To a large extent, what we classify as an outlier depends on the definition or what method of searching for outliers we choose. A general definition of outliers means that they are values that are significantly different from others. Outliers may be the result of measurement errors, a poorly selected survey sample, or errors at the data entry stage of the file (e.g. manual coding of survey results into the dataset). It is also worth mentioning that outliers are not always a sign of errors or irregularities. They may be the result of rare events or the existence of subgroups of data with different characteristics. In some cases, outliers are valuable information that can be used to identify unusual phenomena. In data analysis, it is important to understand the context and purpose of the study in order to properly interpret outliers. Below are three common methods for identifying outlier observations.IDENTIFICATION OF OUTLIERS IN UNIDIMENSIONAL DATA
There are many ways to identify outliers. The simplest method to indicate whether there are outliers is to prepare box plots or histograms. More accurate methods rely on appropriate statistical measures by which we can determine which values will be outliers.
QUARTILE SPREAD
We will start our discussion of identification methods with the quartile range, from which outlier observations can be determined. The interquartile range (IQR) is the difference between the upper (Q3) and lower quartile (Q1) of the data[1]. A popular rule of thumb is that an observation is an outlier if it lies at least 1.5x above the third quartile or 1.5x below the first quartile. In other words, bottom outliers are those that lie below Q1-1.5⋅IQR and top outliers are those that lie above Q3+1.5⋅IQR.

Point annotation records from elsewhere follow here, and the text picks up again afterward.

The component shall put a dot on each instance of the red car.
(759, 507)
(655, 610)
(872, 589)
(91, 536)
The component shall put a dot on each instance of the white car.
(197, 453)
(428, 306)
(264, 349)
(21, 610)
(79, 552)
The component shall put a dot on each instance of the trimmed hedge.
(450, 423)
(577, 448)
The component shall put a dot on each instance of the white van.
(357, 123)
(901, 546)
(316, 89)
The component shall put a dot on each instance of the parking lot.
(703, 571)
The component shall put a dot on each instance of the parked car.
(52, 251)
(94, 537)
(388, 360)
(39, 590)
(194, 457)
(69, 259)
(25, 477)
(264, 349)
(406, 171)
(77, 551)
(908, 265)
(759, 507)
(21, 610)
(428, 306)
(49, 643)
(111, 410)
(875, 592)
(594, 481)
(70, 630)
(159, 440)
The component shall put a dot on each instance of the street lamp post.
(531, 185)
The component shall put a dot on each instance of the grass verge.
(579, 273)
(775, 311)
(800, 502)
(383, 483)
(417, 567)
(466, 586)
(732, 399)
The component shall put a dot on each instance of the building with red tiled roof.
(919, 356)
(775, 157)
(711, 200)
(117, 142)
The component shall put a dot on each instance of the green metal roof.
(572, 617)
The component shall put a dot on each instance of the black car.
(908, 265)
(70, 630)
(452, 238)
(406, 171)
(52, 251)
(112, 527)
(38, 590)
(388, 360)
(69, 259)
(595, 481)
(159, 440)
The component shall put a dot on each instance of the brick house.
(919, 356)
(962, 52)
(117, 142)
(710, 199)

The above principle also applies in the determination of the outlier cases shown in the box plot, which will be discussed below.
STANDARD DEVIATION AND STANDARDISATION
The standard deviation measures how much the data scatters around the mean. Values that deviate significantly from the mean, when the standard deviation is taken into account, can be considered outliers. A simple way to identify outliers would be to standardise the variable. This is a type of normalisation of a variable by subtracting from the value of the variable, its mean, and then dividing this value by the standard deviation (formula below). The result will be a new variable in which the mean is 0 and the standard deviation is 1.
The formula for standardisation for a given value (x) is as follows:
where:
Z – standardised value
– value of the variable
M – mean value
– standard deviation
For example, values that are further away from the mean by more than a certain threshold (e.g. 2 or 3 times the standard deviation) can be considered as outliers. It is also worth remembering that if the distribution of the analysed variable assumes a normal distribution or is close to it, then by applying the three sigma rule we are able to determine that observations that are within 2 standard deviations from the mean are 95.4% of the cases, and in the case of 3 standard deviations from the mean there are 99.7% of observations. The three sigma rule can be useful in identifying outlier observations. If we assume that the observations are 3 standard deviations from the mean, we know that we will reject a maximum of 0.3% of the observations of the analysed variable.
BOX PLOT AND HISTOGRAM
A box plot (or box and whisker plot) is a visual tool that shows the distribution of data and outlier observations. Values that lie outside the whiskers (lines extending from the box) can be considered outliers, i.e., contain those observations that lie within 1.5 or – 1.5 of the quartile spread from the box. As can be seen in the box plot below, there are points above both the upper and lower whiskers. The circular points are the outlier cases, i.e., values that are between 1.5/-1.5 and 3/-3 of the quartile spread from the box. The star-shaped point is referred to as an extreme case and these are observations located more than 3/-3 quartile spread from the box.
Figure 1: Box plot showing the distribution of the variable Height (cm).
IDENTIFICATION OF OUTLIERS IN PS IMAGO PRO
Using PS IMAGO PRO, there are several techniques available that can help the analyst to identify outlier cases. As well as box plots and histograms, there are also validation procedures and data mining techniques. A worthwhile procedure that allows you to quickly determine, based on your own specifications, which observations are to be counted as outliers is Data Audit.
By going to the Predictive Solutions menu and selecting Data Audit, we indicate which quantitative variables we want to analyse. Then, in the options, under Outliers, you can indicate the statistics on the basis of which outliers are to be identified. The range of outliers additionally allows you to define above/below how many standard deviations from the mean or above/below how many quartile intervals a given value will be classified as an outlier.